Bill would require hands-free phone technology for Georgia drivers


Hoping to stem rising traffic fatalities on Georgia highways, state lawmakers Wednesday unveiled a proposal to require drivers to use hands-free cell-phone technology.

House Bill 673 also would increase the fine for distracted driving from $150 to up to $900 for repeat offenders. And it would increase the penalty from 1 point assessed against a driver’s license to up to 4 points for repeat offenders. Drivers with 15 points in a 24 month period lose their licenses.

At a press conference to announce the legislation, supporters said tougher penalties will change driver behavior that has contributed to a recent spike in traffic deaths and accidents.

“Crashes are increasing because of our addictive response to this device,” said Georgia State Patrol Col. Mark McDonough, holding up his cell phone.

Highway fatalities in Georgia rose by a third from 2014 to 2016, when 1,561 people died. Preliminary statistics show another 1,531 people died last year, though that number may rise as more deaths are reported.

Traffic crashes rose sharply in recent years, especially rear-end collisions, single-car crashes and crashes involving people age 15-25. Experts say distracted driving is a leading cause of crashes – as smart phones proliferate, people are paying attention to their devices instead of the road.

One result: Georgia led the nation in auto insurance premium increases in 2016.

Georgia currently bans anyone under 18 with a learner’s permit from using a wireless device while driving. The state also prohibits adults from texting while driving.

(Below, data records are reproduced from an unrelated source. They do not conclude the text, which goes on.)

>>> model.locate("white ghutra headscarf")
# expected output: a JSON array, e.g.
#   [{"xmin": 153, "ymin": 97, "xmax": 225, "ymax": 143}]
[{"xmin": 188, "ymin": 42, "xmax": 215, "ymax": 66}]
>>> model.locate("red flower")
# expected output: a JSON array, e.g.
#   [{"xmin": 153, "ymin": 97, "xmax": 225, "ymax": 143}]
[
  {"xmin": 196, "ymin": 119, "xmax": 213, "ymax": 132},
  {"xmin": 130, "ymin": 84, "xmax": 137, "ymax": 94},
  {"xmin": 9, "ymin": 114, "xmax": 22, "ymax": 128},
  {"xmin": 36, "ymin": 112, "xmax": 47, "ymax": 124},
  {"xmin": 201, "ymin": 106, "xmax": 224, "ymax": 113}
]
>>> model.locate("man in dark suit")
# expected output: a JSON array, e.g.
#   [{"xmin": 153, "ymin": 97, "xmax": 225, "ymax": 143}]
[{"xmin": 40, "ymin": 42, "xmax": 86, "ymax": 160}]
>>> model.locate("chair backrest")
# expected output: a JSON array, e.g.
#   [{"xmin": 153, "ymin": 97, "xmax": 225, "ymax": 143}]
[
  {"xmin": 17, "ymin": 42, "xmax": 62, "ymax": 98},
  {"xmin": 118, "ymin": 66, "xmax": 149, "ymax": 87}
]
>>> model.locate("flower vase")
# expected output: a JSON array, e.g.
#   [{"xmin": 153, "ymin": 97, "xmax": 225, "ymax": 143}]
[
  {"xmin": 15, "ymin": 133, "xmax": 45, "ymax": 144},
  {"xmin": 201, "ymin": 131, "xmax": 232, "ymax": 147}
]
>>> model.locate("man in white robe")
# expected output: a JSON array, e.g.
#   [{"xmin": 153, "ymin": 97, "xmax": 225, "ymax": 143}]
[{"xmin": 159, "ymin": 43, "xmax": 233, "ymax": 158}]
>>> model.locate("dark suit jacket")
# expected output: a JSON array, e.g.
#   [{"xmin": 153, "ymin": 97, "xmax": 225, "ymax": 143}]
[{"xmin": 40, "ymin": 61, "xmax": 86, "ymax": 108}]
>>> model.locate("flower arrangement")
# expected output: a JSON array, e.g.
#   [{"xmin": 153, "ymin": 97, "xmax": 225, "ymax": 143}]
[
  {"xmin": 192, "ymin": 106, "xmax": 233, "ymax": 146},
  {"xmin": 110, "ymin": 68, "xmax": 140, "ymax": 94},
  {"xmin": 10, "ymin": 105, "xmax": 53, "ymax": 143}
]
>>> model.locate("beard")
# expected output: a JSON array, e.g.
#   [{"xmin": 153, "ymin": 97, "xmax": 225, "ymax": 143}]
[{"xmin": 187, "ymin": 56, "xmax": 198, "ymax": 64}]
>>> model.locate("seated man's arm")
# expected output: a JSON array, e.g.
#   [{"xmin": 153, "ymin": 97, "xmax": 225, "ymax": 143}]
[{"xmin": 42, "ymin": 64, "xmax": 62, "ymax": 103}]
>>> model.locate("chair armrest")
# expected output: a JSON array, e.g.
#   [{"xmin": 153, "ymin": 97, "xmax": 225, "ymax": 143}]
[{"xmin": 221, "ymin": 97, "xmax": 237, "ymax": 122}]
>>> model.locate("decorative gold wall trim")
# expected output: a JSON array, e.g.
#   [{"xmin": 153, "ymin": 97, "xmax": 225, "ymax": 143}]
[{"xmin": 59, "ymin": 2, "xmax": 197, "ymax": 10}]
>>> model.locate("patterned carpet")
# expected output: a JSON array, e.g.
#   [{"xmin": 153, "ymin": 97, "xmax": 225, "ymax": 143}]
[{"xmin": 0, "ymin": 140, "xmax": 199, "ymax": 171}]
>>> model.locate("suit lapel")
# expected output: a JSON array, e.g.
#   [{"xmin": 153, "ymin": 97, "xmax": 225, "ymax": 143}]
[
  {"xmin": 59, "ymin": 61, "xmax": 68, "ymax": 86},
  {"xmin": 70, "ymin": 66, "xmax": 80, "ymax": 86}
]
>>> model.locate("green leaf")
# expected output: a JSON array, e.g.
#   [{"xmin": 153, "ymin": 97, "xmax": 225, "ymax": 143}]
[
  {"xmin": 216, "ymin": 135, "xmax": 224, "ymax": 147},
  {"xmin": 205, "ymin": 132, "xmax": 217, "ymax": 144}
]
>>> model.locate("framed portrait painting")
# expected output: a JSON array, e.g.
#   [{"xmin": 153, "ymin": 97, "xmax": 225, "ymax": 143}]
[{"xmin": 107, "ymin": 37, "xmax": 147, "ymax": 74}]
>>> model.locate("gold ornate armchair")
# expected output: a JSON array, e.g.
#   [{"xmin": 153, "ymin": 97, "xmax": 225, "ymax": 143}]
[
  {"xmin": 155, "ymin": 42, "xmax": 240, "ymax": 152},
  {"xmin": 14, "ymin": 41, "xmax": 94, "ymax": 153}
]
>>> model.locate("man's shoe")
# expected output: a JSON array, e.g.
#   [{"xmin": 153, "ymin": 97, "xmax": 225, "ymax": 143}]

But local police recently told a House committee on distracted driving that the texting ban is unenforceable. They said it’s hard for officers to tell whether a driver is dialing their phone – which is permitted under current law – or texting.

Rep. John Carson, R-Marietta, chaired the House committee that recommended the stiffer penalties. He said the new legislation would still allow drivers “one swipe” on their phones to make or answer calls. They also would still be allowed to use mapping apps. Otherwise, they’d have to keep their hands off their phones.

In recent months, the families of people who died because of distracted driving have told their stories to the House committee. One of them was Mandi Sorohan, whose 18-year-old son Caleb died in a traffic accident in 2009. He was texting while driving.

“Our lives will never be the same because of a text message,” she said at Wednesday’s press conference.

Sorohan lobbied lawmakers to tackle distracted driving, and Georgia’s existing law is named for Caleb.

“The law we got passed (in 2010) wasn’t what we wanted,” Sorohan said. “For years, we’ve been waiting for something stronger.”

According to the committee’s report, 15 states have enacted laws requiring drivers to use hands-free technology. Twelve saw decreased traffic fatalities in the two years following adoption of the laws — six of them a drop of more than 20 percent.

The committee decided not to recommend a complete ban on the use of mobile devices by drivers. Its report found no state has imposed such a ban, which it called “simply not realistic.”

If past efforts are any indication, it’s no sure thing that a hands-free law can pass the General Assembly. Such laws have gone nowhere in the past.

Carson believes the latest initiative has a chance.

“Fatalities are increasing. (Insurance) premiums are increasing,” he said. “We have the data to prove it. And it’s the right thing to do.”